Believe it for not, there was a time when Hoosiers could expect to receive their property tax bills each April. Half the bill was due in May, the other half in November.
Most years, property owners could expect a modest increase. And they knew that every five years, their properties would be reassessed, which could cause a bigger change in their bills.
But a generation of Hoosier homeowners has never known such stability.
In the decade since the Indiana Supreme Court rightly threw out the states property assessment system, getting and paying property tax bills has been anything but routine.
The first reassessment after the court ruling was late. Since then, changes in property tax laws and assessment procedures have produced wild fluctuations in tax bill dates and amounts nearly every year. Indeed, though the General Assembly fixed property taxes a year ago, only a handful of Indiana counties have mailed out tax bills this year – even though they were due in April.
Residents of most Indiana counties are still waiting for their bills – Allen County property owners may get theirs in late July, 3 1/2 months late.
With local officials struggling to complete the work to get out the 2009 bills – and to get going on 2010 bills so they are not late – they are also legally obligated to begin another complete property reassessment July 1 for the bills that will go out in 2012.
Those 2009 and 2010 bills must account for the complex and still-unknown effects of property tax caps. As the caps get lower, they will have more effect on the bills. Enough already.

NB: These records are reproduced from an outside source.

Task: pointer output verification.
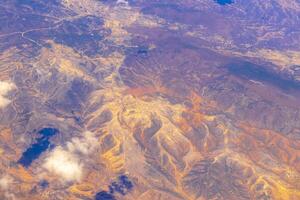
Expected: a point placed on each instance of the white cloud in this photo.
(5, 88)
(5, 185)
(66, 162)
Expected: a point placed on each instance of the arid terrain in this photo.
(149, 100)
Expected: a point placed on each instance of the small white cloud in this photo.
(64, 164)
(5, 186)
(5, 88)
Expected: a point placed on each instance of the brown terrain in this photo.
(158, 100)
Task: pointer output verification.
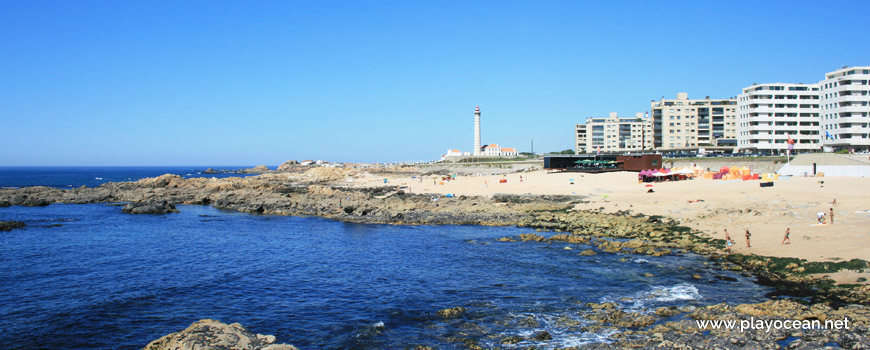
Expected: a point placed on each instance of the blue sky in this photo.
(245, 83)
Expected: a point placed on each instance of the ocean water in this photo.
(93, 176)
(90, 277)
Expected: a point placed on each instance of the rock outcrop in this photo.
(288, 165)
(9, 225)
(262, 168)
(451, 312)
(315, 192)
(149, 207)
(211, 334)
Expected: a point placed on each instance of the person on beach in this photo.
(728, 241)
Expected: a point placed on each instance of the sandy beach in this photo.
(707, 205)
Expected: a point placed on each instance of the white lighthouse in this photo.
(476, 149)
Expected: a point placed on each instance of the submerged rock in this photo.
(588, 252)
(9, 225)
(163, 207)
(211, 334)
(451, 312)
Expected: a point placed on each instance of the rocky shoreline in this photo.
(282, 195)
(321, 192)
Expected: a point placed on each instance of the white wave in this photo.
(639, 301)
(678, 292)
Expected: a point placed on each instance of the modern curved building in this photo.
(834, 113)
(769, 114)
(845, 108)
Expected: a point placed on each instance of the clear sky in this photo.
(261, 82)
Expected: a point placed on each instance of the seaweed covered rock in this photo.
(149, 207)
(211, 334)
(451, 312)
(9, 225)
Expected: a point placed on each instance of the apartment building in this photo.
(770, 114)
(684, 123)
(845, 108)
(614, 134)
(580, 146)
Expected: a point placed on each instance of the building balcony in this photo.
(850, 119)
(853, 109)
(850, 130)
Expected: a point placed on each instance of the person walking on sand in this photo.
(728, 241)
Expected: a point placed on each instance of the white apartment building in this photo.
(845, 108)
(683, 123)
(494, 150)
(771, 113)
(613, 134)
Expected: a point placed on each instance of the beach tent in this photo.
(686, 171)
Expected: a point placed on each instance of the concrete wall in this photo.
(829, 170)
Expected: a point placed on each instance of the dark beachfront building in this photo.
(620, 162)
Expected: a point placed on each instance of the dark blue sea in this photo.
(90, 277)
(93, 176)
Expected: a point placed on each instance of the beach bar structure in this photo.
(602, 162)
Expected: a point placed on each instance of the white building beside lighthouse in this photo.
(476, 150)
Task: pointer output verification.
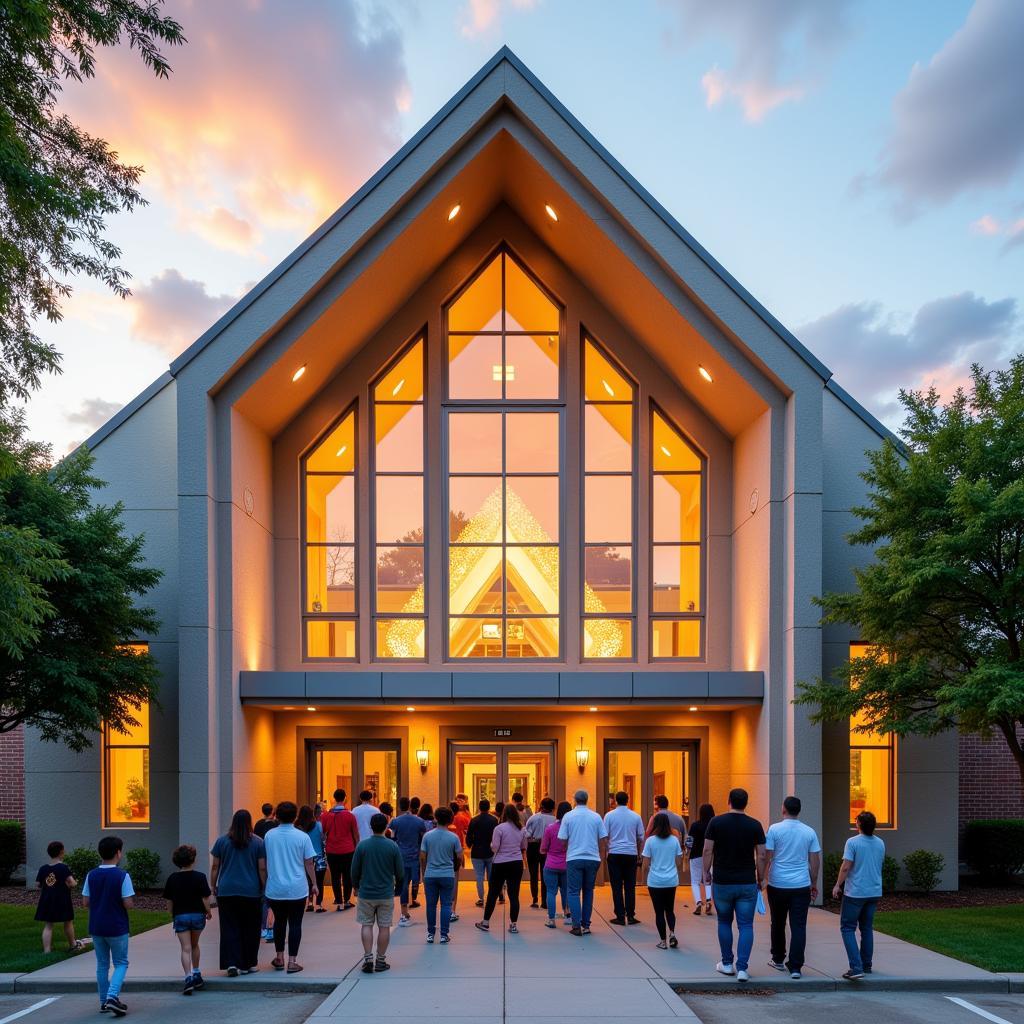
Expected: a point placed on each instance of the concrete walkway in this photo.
(614, 976)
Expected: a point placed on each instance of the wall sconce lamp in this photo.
(583, 757)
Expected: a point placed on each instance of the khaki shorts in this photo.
(379, 911)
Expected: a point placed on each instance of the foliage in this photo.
(994, 847)
(11, 844)
(58, 183)
(143, 866)
(925, 868)
(73, 672)
(943, 600)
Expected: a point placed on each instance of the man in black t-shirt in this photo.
(734, 865)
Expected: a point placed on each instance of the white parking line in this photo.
(30, 1010)
(960, 1003)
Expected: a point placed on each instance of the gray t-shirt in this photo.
(864, 880)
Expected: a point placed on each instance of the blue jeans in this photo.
(582, 875)
(856, 912)
(481, 867)
(444, 889)
(555, 879)
(111, 947)
(740, 900)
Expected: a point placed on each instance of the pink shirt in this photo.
(554, 847)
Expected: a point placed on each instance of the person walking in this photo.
(440, 860)
(694, 850)
(793, 856)
(290, 879)
(663, 856)
(341, 836)
(860, 883)
(377, 871)
(553, 852)
(478, 836)
(626, 839)
(587, 845)
(509, 847)
(734, 853)
(535, 828)
(109, 895)
(238, 875)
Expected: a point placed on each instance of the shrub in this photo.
(143, 866)
(994, 847)
(11, 843)
(80, 861)
(925, 868)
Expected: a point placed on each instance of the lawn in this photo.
(20, 942)
(989, 937)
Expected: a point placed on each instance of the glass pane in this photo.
(608, 438)
(399, 580)
(677, 507)
(128, 785)
(474, 637)
(532, 580)
(330, 509)
(626, 774)
(529, 773)
(526, 307)
(608, 574)
(531, 509)
(399, 508)
(671, 453)
(398, 431)
(403, 382)
(607, 638)
(531, 442)
(326, 639)
(531, 366)
(676, 581)
(675, 638)
(475, 581)
(479, 307)
(401, 638)
(870, 773)
(602, 382)
(474, 366)
(331, 579)
(475, 442)
(531, 638)
(336, 454)
(608, 509)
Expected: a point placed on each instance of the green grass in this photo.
(20, 936)
(989, 937)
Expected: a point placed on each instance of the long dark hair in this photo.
(241, 830)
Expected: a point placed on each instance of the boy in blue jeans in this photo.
(109, 895)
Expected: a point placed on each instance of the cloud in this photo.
(781, 48)
(273, 115)
(957, 123)
(873, 353)
(171, 311)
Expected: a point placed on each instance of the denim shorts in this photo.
(189, 922)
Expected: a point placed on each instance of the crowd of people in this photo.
(266, 876)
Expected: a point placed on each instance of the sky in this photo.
(858, 165)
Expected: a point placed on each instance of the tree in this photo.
(58, 183)
(69, 669)
(943, 601)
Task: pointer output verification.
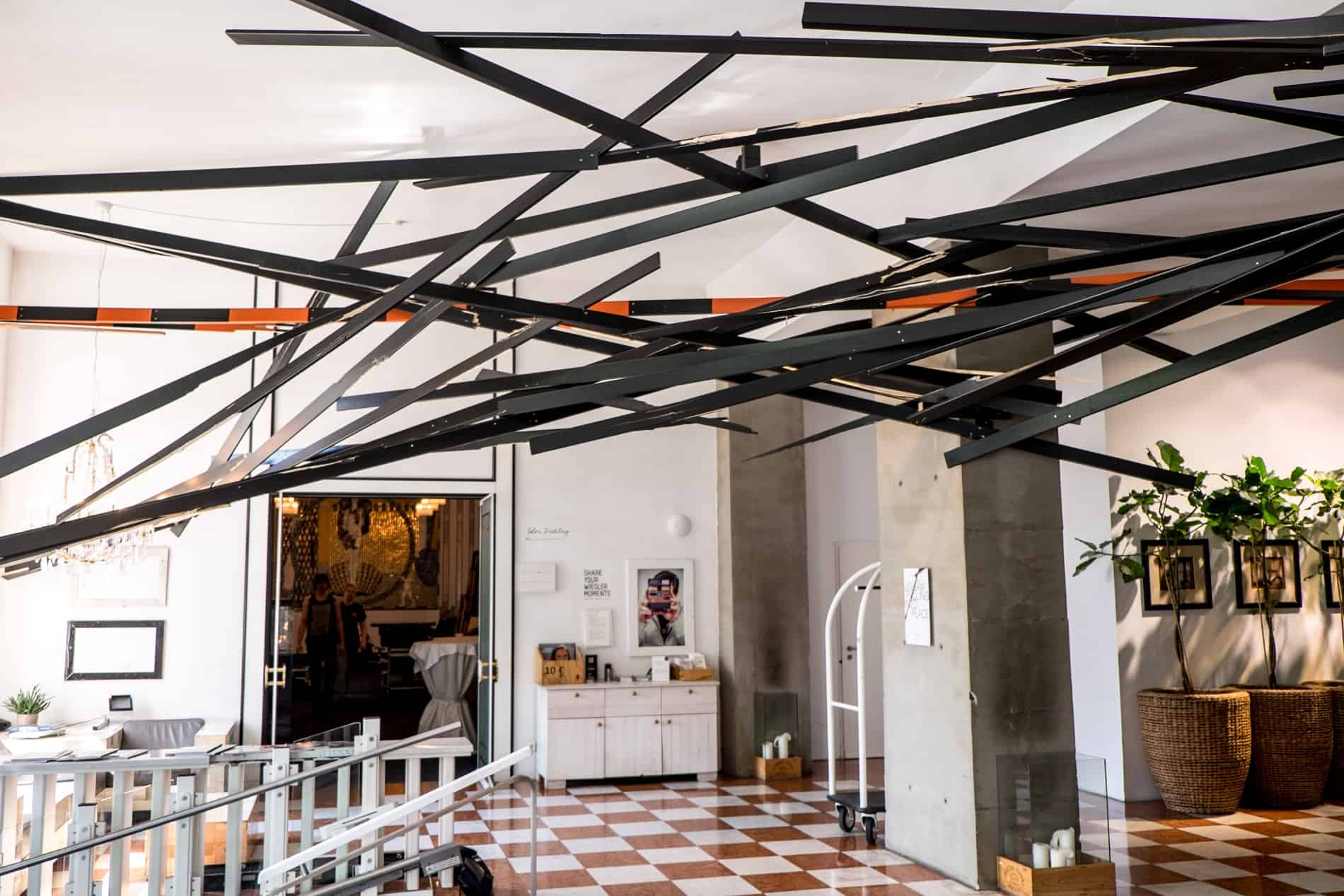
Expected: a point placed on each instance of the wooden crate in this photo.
(1087, 879)
(775, 769)
(564, 672)
(693, 675)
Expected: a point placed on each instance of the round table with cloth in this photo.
(448, 667)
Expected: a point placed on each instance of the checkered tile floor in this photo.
(1249, 854)
(690, 839)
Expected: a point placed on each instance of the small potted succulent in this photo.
(1196, 740)
(27, 706)
(1292, 727)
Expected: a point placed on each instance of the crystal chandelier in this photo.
(91, 467)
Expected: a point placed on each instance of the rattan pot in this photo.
(1198, 747)
(1292, 743)
(1335, 784)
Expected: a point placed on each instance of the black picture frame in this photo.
(1151, 603)
(1248, 602)
(74, 625)
(1332, 600)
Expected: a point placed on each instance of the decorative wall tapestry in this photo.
(395, 558)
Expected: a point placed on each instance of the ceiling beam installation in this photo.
(1088, 291)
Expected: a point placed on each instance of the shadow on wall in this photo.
(1223, 642)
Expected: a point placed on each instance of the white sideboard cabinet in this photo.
(622, 730)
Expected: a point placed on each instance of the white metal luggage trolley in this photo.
(859, 803)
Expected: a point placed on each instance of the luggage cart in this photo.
(863, 803)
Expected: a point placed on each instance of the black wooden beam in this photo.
(981, 23)
(1161, 378)
(339, 173)
(603, 209)
(1309, 89)
(782, 195)
(1223, 173)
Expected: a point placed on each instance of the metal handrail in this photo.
(224, 801)
(386, 839)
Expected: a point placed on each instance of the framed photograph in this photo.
(1193, 570)
(1281, 574)
(109, 586)
(105, 651)
(1333, 549)
(660, 607)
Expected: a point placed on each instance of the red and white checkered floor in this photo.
(690, 839)
(1254, 852)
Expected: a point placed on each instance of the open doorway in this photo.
(376, 610)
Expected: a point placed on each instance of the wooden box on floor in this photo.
(779, 769)
(560, 672)
(1087, 879)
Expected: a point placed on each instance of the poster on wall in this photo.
(137, 583)
(918, 607)
(661, 606)
(596, 588)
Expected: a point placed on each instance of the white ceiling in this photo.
(156, 83)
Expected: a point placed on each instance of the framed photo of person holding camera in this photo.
(661, 607)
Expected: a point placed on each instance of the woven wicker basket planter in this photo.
(1335, 784)
(1292, 743)
(1198, 747)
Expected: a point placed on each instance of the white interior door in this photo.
(852, 557)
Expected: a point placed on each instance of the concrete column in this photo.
(997, 679)
(764, 633)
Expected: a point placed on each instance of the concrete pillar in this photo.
(764, 633)
(996, 682)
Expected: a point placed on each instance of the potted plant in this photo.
(1292, 728)
(1198, 742)
(27, 706)
(1320, 513)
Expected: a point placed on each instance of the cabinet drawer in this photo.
(683, 699)
(574, 703)
(633, 702)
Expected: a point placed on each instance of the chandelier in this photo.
(91, 467)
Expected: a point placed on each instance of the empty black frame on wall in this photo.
(1203, 579)
(1332, 549)
(112, 675)
(1248, 601)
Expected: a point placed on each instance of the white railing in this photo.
(82, 842)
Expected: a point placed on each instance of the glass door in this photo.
(488, 667)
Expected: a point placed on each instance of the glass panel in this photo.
(1053, 809)
(485, 644)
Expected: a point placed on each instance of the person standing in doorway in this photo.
(354, 632)
(322, 633)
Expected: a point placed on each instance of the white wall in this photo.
(615, 499)
(1091, 622)
(47, 388)
(219, 564)
(1278, 405)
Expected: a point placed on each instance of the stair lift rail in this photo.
(201, 809)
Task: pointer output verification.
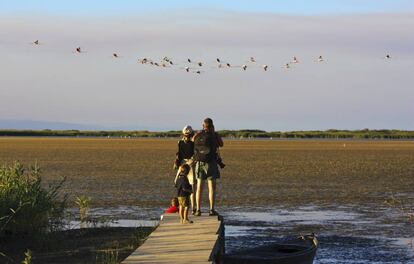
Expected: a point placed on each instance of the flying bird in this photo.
(143, 60)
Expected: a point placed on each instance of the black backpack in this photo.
(204, 147)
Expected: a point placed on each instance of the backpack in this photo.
(203, 147)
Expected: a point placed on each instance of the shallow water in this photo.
(346, 234)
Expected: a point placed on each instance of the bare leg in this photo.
(212, 193)
(181, 212)
(185, 215)
(198, 194)
(193, 196)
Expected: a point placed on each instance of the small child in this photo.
(184, 191)
(173, 207)
(184, 155)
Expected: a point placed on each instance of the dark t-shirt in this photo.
(183, 186)
(212, 141)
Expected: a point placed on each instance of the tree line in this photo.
(237, 134)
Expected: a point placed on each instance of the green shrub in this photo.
(26, 207)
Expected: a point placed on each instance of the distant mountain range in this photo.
(40, 125)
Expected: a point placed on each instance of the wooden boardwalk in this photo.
(172, 242)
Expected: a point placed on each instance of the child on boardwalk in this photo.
(184, 191)
(173, 207)
(184, 155)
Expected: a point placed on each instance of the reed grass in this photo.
(26, 207)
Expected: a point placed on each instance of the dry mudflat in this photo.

A common-sense proposal to give all assessment officials a chance to catch up almost made it through this past session of the General Assembly but was tripped up by language technicalities. Lawmakers should adopt the proposed one-year delay in reassessment as part of the budget bill they need to pass in special session by June 30 to avert a state government shutdown.
Though the budget bill may well be the only piece of legislation lawmakers consider during the special session, the one-year delay directly affects all local government budgets and is appropriate for inclusion in the budget legislation.